There was someone sitting on my bed. I could feel their weight on the mattress, blankets pulled tight under their legs. I blinked, their hands padding toward me, shadow bleeding across the blankets. I blinked again and I saw Dani.

  “Bryn?” she whispered.

  I sat up. Roman.

  “How long?” I said.

  “A week. Short one this time.”

  Another week? Seven days used to feel like nothing, a few homework assignments; a trip to the dentist. Now it felt like an eternity and every second that I kept sitting there felt even longer. I crawled off the bed, stopped, holding the wall.

  “Too fast?” Dani grabbed my arm. “Bryn, are you okay?”

  I shook my head. I was not okay. Roman was not okay. Nothing was okay. “I have to get dressed.”

  “What about a bath first? Maybe something to eat?” She followed me into the bathroom, closing the door behind her.

  “I need to—”

  “Bryn.” She stepped between me and the tub, voice broken by the warble of the faucet. “I know about Roman.”

  “I have to find him.”

  “And then what?”

  I didn’t have an answer so I just shook her off and started tossing my clothes into the hamper under the sink. “Dani, I have to find him.”

  “No, you need to slow down. You need to think. God, since when are you the irrational one?”

  “Irrational? My boyfriend’s in a fucking coma and—”

  “Wait. Boyfriend? Bryn…” Her voice trailed off and she just stood there, eyes wide and sad. Examining me like I was crazy. Because she was finally starting to think I was.

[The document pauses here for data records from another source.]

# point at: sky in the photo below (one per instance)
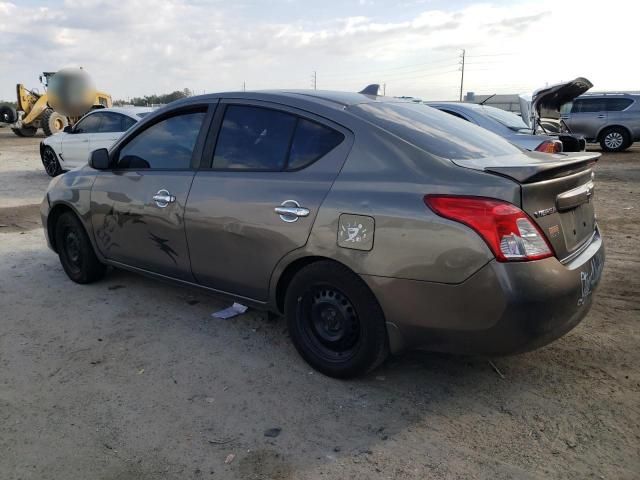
(139, 47)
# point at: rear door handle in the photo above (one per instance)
(163, 198)
(290, 211)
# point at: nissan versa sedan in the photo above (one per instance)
(374, 225)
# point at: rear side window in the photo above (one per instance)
(257, 138)
(588, 105)
(254, 138)
(167, 144)
(127, 123)
(435, 132)
(310, 142)
(617, 104)
(111, 122)
(89, 124)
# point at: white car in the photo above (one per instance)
(97, 129)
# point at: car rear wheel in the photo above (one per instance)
(50, 162)
(76, 253)
(614, 140)
(335, 321)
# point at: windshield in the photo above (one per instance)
(508, 119)
(434, 131)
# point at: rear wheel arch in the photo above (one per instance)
(291, 270)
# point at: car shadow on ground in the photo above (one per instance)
(146, 362)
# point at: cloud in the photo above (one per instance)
(152, 46)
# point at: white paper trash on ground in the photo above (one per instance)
(232, 311)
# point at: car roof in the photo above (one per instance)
(469, 106)
(129, 111)
(327, 98)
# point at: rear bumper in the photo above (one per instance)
(503, 308)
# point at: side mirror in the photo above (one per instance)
(99, 159)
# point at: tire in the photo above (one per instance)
(52, 122)
(25, 131)
(335, 321)
(615, 139)
(8, 114)
(76, 253)
(50, 162)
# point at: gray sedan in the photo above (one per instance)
(374, 225)
(509, 126)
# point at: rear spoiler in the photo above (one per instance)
(546, 170)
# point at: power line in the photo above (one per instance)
(381, 70)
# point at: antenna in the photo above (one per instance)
(462, 70)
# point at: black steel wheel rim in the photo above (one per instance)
(50, 161)
(330, 323)
(72, 249)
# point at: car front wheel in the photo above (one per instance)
(614, 140)
(335, 321)
(76, 253)
(50, 162)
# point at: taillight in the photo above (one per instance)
(550, 146)
(508, 231)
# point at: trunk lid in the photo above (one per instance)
(556, 191)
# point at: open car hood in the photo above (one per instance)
(546, 102)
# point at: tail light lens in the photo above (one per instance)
(508, 231)
(550, 146)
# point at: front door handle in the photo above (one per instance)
(163, 198)
(290, 211)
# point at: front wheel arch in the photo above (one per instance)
(53, 217)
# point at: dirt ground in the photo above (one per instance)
(129, 378)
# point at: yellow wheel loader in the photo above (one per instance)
(49, 111)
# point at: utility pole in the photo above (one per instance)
(462, 73)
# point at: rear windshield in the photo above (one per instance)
(508, 119)
(434, 131)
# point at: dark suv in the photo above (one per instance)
(612, 119)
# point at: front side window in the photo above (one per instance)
(253, 138)
(167, 144)
(89, 124)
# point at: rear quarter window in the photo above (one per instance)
(310, 142)
(435, 132)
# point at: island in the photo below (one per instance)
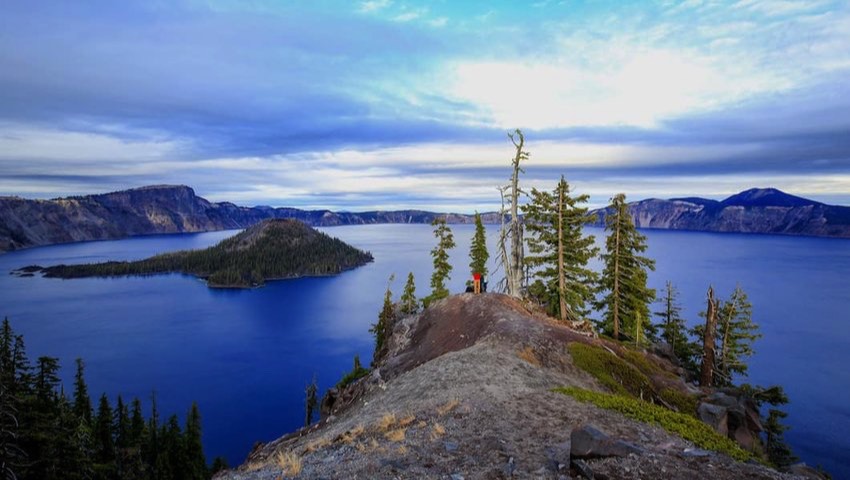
(273, 249)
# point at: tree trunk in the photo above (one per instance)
(514, 270)
(616, 290)
(708, 341)
(562, 280)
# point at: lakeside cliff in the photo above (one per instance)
(481, 386)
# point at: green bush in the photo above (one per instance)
(683, 402)
(612, 371)
(680, 424)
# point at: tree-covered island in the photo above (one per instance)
(270, 250)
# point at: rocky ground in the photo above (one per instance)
(466, 394)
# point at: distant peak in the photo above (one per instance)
(767, 197)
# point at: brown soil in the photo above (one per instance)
(466, 393)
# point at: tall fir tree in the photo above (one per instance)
(674, 331)
(311, 400)
(383, 327)
(736, 334)
(478, 254)
(197, 462)
(82, 401)
(104, 443)
(626, 297)
(559, 252)
(409, 305)
(440, 255)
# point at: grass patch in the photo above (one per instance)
(529, 356)
(680, 424)
(682, 402)
(612, 371)
(290, 463)
(448, 407)
(396, 435)
(386, 422)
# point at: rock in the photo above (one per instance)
(715, 416)
(589, 442)
(807, 472)
(558, 456)
(582, 468)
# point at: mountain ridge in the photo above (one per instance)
(158, 209)
(757, 210)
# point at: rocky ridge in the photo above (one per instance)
(758, 210)
(466, 392)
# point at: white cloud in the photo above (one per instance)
(374, 5)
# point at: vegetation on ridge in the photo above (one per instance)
(685, 426)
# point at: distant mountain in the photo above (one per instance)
(758, 210)
(270, 250)
(162, 209)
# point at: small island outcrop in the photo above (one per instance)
(271, 250)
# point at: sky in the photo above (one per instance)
(391, 104)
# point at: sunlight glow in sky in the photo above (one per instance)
(399, 104)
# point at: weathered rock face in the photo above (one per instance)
(753, 211)
(162, 209)
(731, 413)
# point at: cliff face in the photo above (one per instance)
(466, 391)
(753, 211)
(160, 209)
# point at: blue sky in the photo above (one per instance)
(398, 104)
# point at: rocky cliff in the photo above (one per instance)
(161, 209)
(753, 211)
(471, 388)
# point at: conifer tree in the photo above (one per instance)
(104, 446)
(442, 267)
(82, 402)
(560, 252)
(478, 254)
(626, 296)
(735, 336)
(709, 336)
(673, 329)
(197, 462)
(311, 400)
(408, 296)
(383, 327)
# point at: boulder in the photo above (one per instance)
(715, 416)
(589, 442)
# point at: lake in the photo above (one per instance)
(246, 355)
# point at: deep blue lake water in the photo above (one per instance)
(245, 356)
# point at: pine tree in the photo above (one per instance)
(513, 264)
(478, 254)
(442, 267)
(104, 444)
(197, 462)
(673, 329)
(709, 342)
(559, 252)
(408, 297)
(383, 327)
(311, 399)
(82, 402)
(736, 334)
(626, 296)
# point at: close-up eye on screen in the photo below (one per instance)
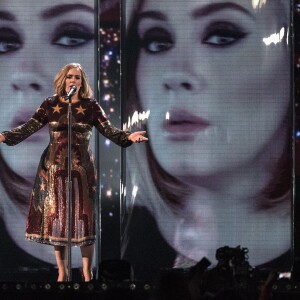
(210, 82)
(155, 147)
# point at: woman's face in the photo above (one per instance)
(37, 39)
(217, 91)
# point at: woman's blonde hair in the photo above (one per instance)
(60, 81)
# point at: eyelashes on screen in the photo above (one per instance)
(9, 40)
(222, 34)
(156, 40)
(216, 34)
(72, 35)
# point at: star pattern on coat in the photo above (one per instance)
(80, 110)
(56, 108)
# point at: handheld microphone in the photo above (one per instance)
(71, 92)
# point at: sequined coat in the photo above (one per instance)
(47, 220)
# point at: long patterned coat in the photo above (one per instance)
(47, 220)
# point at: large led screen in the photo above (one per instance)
(210, 83)
(37, 38)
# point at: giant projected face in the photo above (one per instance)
(36, 39)
(214, 76)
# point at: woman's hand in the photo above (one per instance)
(137, 137)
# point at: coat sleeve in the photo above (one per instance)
(104, 126)
(22, 132)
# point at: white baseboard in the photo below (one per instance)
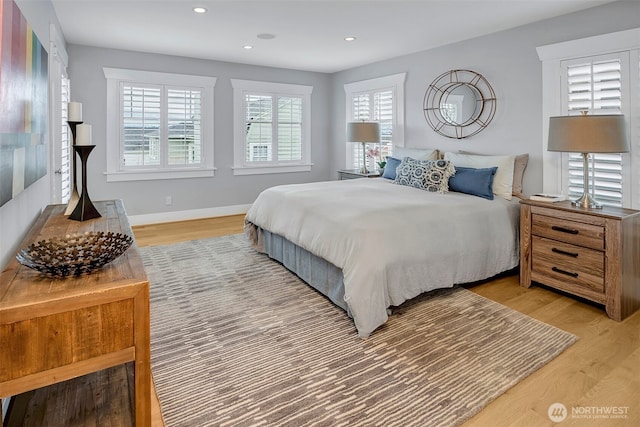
(187, 215)
(5, 407)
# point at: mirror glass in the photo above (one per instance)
(459, 104)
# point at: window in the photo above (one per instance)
(271, 127)
(159, 125)
(599, 75)
(594, 85)
(380, 100)
(59, 90)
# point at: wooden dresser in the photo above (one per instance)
(53, 330)
(594, 253)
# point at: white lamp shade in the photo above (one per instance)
(363, 132)
(588, 134)
(83, 134)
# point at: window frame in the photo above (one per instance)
(243, 87)
(552, 105)
(395, 83)
(115, 170)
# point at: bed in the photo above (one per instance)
(381, 244)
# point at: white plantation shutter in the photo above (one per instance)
(65, 142)
(184, 132)
(272, 127)
(140, 126)
(265, 124)
(259, 120)
(161, 126)
(289, 128)
(376, 106)
(595, 85)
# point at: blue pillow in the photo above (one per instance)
(477, 182)
(390, 167)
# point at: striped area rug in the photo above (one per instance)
(237, 340)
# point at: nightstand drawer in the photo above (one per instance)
(576, 233)
(568, 263)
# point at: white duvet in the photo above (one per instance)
(392, 242)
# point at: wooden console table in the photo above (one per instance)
(53, 330)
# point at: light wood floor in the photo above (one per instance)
(600, 371)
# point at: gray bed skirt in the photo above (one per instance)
(320, 274)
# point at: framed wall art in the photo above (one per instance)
(24, 84)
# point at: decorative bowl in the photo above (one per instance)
(74, 254)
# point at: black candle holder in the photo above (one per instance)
(74, 196)
(84, 209)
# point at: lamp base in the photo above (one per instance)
(587, 202)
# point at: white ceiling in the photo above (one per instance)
(309, 34)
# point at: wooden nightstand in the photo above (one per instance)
(355, 173)
(594, 254)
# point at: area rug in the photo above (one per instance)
(238, 340)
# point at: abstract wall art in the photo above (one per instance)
(23, 103)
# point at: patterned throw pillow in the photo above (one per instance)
(430, 175)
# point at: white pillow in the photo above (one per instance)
(415, 153)
(503, 180)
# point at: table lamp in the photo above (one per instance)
(588, 134)
(363, 132)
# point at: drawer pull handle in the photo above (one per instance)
(568, 273)
(564, 230)
(560, 251)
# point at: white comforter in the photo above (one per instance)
(392, 242)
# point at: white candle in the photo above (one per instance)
(74, 112)
(83, 134)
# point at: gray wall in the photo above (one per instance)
(510, 63)
(508, 60)
(88, 85)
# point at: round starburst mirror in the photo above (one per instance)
(459, 104)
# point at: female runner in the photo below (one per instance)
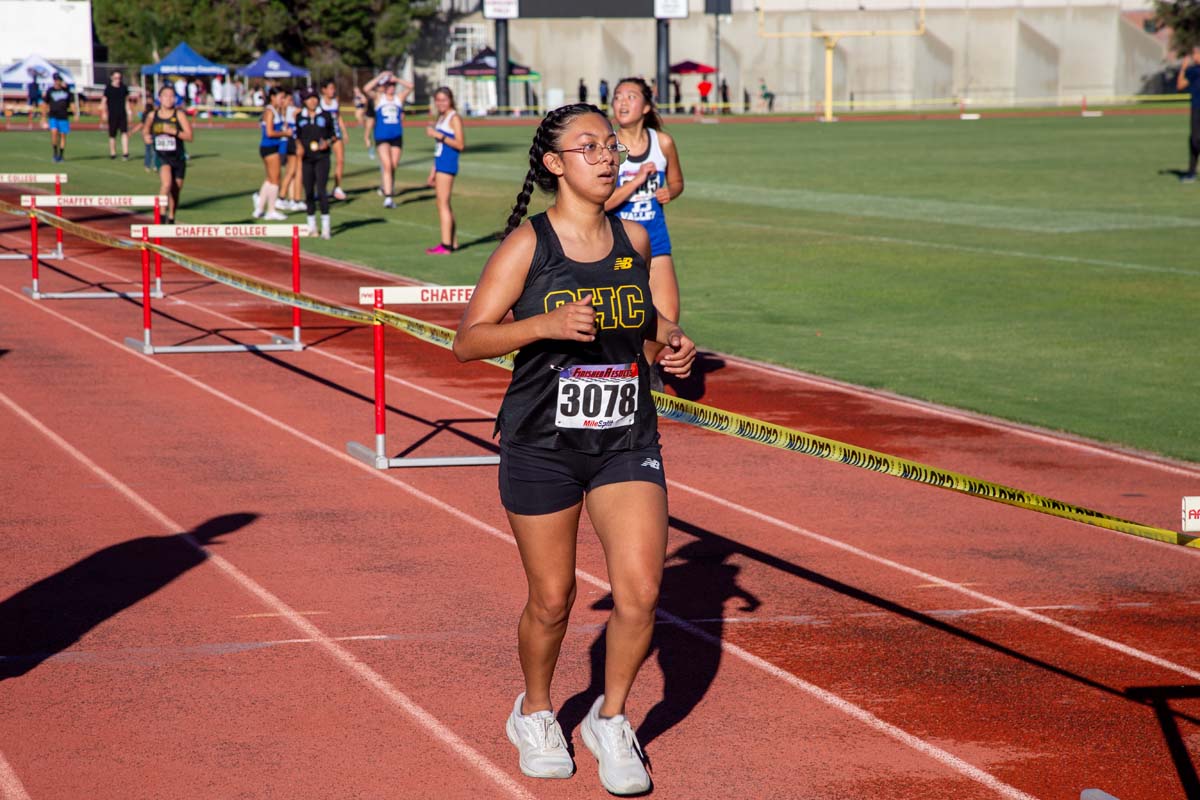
(167, 130)
(577, 425)
(448, 132)
(389, 127)
(649, 179)
(274, 130)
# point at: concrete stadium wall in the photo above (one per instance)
(982, 52)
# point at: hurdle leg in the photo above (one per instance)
(145, 344)
(157, 256)
(378, 458)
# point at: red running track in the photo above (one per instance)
(347, 632)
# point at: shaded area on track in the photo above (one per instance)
(54, 613)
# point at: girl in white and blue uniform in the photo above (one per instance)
(450, 138)
(389, 113)
(648, 180)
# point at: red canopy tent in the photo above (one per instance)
(691, 67)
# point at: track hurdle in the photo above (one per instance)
(378, 457)
(33, 202)
(58, 179)
(145, 233)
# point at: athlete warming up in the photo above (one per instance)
(450, 138)
(167, 130)
(577, 426)
(389, 128)
(649, 179)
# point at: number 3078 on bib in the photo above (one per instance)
(597, 396)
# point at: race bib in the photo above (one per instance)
(597, 396)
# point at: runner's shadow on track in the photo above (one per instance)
(693, 386)
(1159, 699)
(51, 615)
(696, 585)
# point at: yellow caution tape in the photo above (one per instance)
(676, 408)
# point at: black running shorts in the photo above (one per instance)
(535, 480)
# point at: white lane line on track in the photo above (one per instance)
(941, 756)
(819, 380)
(11, 788)
(340, 654)
(1141, 655)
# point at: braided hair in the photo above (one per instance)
(545, 140)
(652, 119)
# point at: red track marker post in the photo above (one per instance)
(33, 253)
(157, 256)
(295, 282)
(381, 389)
(58, 211)
(147, 347)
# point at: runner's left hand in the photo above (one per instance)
(679, 354)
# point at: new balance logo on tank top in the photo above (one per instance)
(583, 396)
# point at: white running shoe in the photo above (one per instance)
(540, 743)
(613, 744)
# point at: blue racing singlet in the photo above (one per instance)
(445, 160)
(642, 206)
(389, 119)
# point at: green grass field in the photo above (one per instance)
(1041, 270)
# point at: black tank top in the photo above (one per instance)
(165, 134)
(583, 396)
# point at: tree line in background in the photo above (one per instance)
(322, 35)
(1183, 18)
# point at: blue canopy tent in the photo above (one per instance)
(183, 61)
(273, 65)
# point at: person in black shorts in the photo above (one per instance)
(167, 130)
(577, 425)
(58, 115)
(316, 134)
(114, 106)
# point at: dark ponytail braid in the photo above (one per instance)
(545, 140)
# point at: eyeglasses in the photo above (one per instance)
(593, 151)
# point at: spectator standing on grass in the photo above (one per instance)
(34, 92)
(1189, 80)
(559, 447)
(114, 107)
(58, 115)
(389, 127)
(316, 134)
(451, 140)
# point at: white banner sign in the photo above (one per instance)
(415, 295)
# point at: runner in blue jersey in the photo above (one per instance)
(649, 179)
(451, 140)
(389, 115)
(577, 425)
(274, 130)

  “Don’t look at me like that,” I said. “It’s complicated.”

  “I’ll say.”

  “Dani, please, don’t say anything to my mom.”

  “You can’t ask—”

  “Please.” I was so close to her then. I knew she could see the tears coming. I bit my lip, looked away.

  “Okay.”

  “Okay?”

  She shrugged. “I owe you, I guess. Just don’t do anything stupid, Bryn.”

  “Have I ever?”

  “There’s a first time for everything.”

  I slipped into the tub, pulling the curtain until she could just see my face.

  “Do you remember what happened?” she asked.

  I remembered the gravel biting into my knees, seeing the picture of Roman’s car and then I was looking at the real thing, at him strewn across that dark road. “I…I was on the roof. I blacked out.”

  “What were you doing up there with him?”

  “Who?” I asked.

  “Drew.”

  “What? I didn’t go up there with him.”

  “He’s the one who carried you downstairs,” she said. “When I saw him I thought you’d gotten into another fight. I thought something had happened.”

  Something had happened. Only it wasn’t Drew. It was Roman.

  “It wasn’t that,” I said.

  “I saw the pictures on your phone,” she said. “Do you think…?”

  “What?”

  “Do you think that’s him?”

  “It is. I’m positive. He remembers now.”

  “He remembers what?”

  “Everything. That’s why I have to find him.”

  “And when you do?” She sighed and I could hear that her face was buried in her hands. “Bryn, what if he doesn’t wake up?”

  I shook my head. “What if he does?”

  She lowered her voice. “Okay, what if he does? And what if he’s not himself?”

  I thought about my own fears for the past few months—that Roman wouldn’t like me in the real world, that me being sick would be too much to handle. Just like it was for my dad. Just like it was for Drew. But what if I was the one who couldn’t handle our relationship in the real world? What if he was too far gone? Not the Roman I knew but a stranger in a thin hospital gown who couldn’t even say his own name. Who’d never be able to say mine.

  “Bryn?” When she said my name, the silence broke in two.

  I heard myself sobbing and I tried to catch my breath. “I have to try.”

  Dani exhaled, her own voice catching. “Then I’ll drive you.”